With new card acquisition offers hitting the 60,000 miles range, thanks to offers from Citi AAdvantage, followed by Amex Gold Delta; it is unclear how high the ceiling may go. Consumers are more educated and accessible, which means that issuers could have a harder time fighting the competition.
For airline cards in particular, these offers could amount to big business: Loyalty miles programs have become so important to the bottom-line, that some are linking the financial performance of their co-brand partnerships to employee bonuses.
Alaska Airlines began linking 19,000 of its employees’ bonuses to the growth of its co-brand card portfolio with Bank of America in 2017.
The part of the business that sells miles to other companies has grown to represent more than half of profits for carriers such as American Airlines. Delta has said it expects its Amex card partnership to bring in $4 billion in revenue by 2021, which represents an annual increase of $300 million until that point.
6. First EMV, Now NFC
EMV chips made a large impact on payments – issuers evolved cards, merchants changed their hardware and consumers got into the inserting instead of swiping. But could EMV be outdated? The US may have been late to the EMV party, and we may see more of an evolution in the coming year to remove physical card contact all together, thanks to the growth of contactless, near-field communication (NFC) options. NFC allows for a digital connection between the card and the reader through a single tap – thus cutting down more time in the transaction process.

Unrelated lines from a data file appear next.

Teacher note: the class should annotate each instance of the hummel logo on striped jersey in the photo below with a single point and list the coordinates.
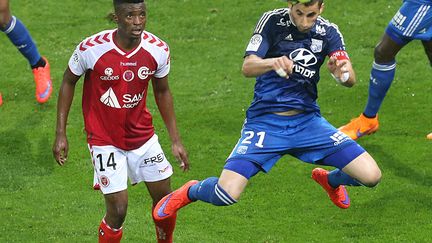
(110, 99)
(339, 138)
(398, 21)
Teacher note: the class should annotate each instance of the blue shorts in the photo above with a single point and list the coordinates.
(412, 21)
(308, 137)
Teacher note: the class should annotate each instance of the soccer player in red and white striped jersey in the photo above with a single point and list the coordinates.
(118, 66)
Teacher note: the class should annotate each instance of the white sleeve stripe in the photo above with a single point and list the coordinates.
(416, 16)
(421, 12)
(327, 23)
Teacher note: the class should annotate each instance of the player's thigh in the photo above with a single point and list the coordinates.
(387, 49)
(158, 189)
(110, 165)
(364, 169)
(233, 183)
(148, 163)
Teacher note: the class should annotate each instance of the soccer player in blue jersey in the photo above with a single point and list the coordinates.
(20, 37)
(413, 21)
(285, 54)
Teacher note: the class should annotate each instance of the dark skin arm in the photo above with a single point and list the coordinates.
(164, 101)
(66, 94)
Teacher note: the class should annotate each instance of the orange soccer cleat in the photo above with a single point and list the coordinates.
(339, 195)
(42, 78)
(172, 202)
(360, 126)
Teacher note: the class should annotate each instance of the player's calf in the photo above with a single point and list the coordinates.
(210, 191)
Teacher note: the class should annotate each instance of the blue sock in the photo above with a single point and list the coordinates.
(208, 190)
(382, 76)
(338, 177)
(20, 37)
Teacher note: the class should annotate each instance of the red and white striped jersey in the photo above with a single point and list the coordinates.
(115, 87)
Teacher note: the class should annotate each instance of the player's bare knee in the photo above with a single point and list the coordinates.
(372, 179)
(381, 55)
(120, 213)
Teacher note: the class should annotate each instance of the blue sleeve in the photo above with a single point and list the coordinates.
(261, 40)
(335, 39)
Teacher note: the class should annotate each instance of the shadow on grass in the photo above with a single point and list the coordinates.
(25, 154)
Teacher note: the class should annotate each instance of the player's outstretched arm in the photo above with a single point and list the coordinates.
(254, 66)
(66, 93)
(342, 71)
(164, 101)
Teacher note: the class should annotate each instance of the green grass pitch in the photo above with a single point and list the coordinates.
(42, 202)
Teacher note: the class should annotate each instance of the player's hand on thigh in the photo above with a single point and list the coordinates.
(283, 66)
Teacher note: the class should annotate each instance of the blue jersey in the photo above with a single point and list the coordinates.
(275, 35)
(412, 21)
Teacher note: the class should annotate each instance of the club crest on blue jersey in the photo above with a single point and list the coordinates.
(316, 45)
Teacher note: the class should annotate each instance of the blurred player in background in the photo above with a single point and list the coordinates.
(20, 37)
(118, 65)
(412, 21)
(285, 54)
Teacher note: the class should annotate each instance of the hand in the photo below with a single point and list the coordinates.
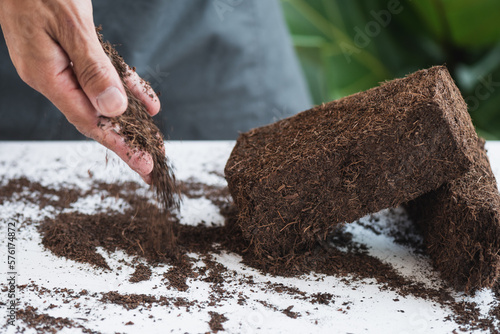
(54, 47)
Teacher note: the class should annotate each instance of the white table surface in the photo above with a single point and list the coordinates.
(57, 163)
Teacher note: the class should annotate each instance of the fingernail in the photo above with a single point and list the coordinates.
(111, 102)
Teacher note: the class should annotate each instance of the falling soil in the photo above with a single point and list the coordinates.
(139, 131)
(294, 180)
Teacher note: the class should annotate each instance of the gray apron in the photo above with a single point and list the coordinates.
(222, 67)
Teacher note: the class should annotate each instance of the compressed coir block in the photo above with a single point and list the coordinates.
(296, 179)
(460, 222)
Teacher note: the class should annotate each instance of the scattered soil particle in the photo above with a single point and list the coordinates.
(178, 274)
(27, 190)
(461, 225)
(141, 273)
(76, 236)
(140, 132)
(216, 321)
(289, 313)
(132, 301)
(44, 323)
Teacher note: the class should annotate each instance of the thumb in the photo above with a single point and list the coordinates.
(97, 76)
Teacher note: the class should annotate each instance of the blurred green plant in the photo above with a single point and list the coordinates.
(346, 46)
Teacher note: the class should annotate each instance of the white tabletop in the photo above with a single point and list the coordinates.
(371, 310)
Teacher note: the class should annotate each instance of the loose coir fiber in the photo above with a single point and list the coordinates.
(140, 132)
(296, 179)
(461, 225)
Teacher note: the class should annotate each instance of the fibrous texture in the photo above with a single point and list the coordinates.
(295, 180)
(460, 222)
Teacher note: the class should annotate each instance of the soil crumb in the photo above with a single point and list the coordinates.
(295, 180)
(140, 132)
(77, 236)
(216, 321)
(141, 273)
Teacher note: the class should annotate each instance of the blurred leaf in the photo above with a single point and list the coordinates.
(349, 46)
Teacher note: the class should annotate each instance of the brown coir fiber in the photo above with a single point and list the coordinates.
(136, 126)
(461, 225)
(295, 179)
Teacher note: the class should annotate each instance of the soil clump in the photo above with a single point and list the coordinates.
(295, 180)
(460, 222)
(140, 132)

A Markets and Markets report found that the global market for NFC is forecast to reach $21.84bn by 2020, growing at a CAGR of 17.1% between 2015–2020. This growth is driven by increased demand for cashless transactions, adoption of smart devices and the growth of commerce.
Consumers have continued to warm up to the idea of NFC thanks to the popularity of wearable devices coupled with an openness to embrace new and emerging technologies. Payment transaction on wearables will reach $501 billion by 2020, growing at a CAGR of 177%. Merchants have embraced QR codes and upgrading systems to NFC terminals may see growth as we move into 2019.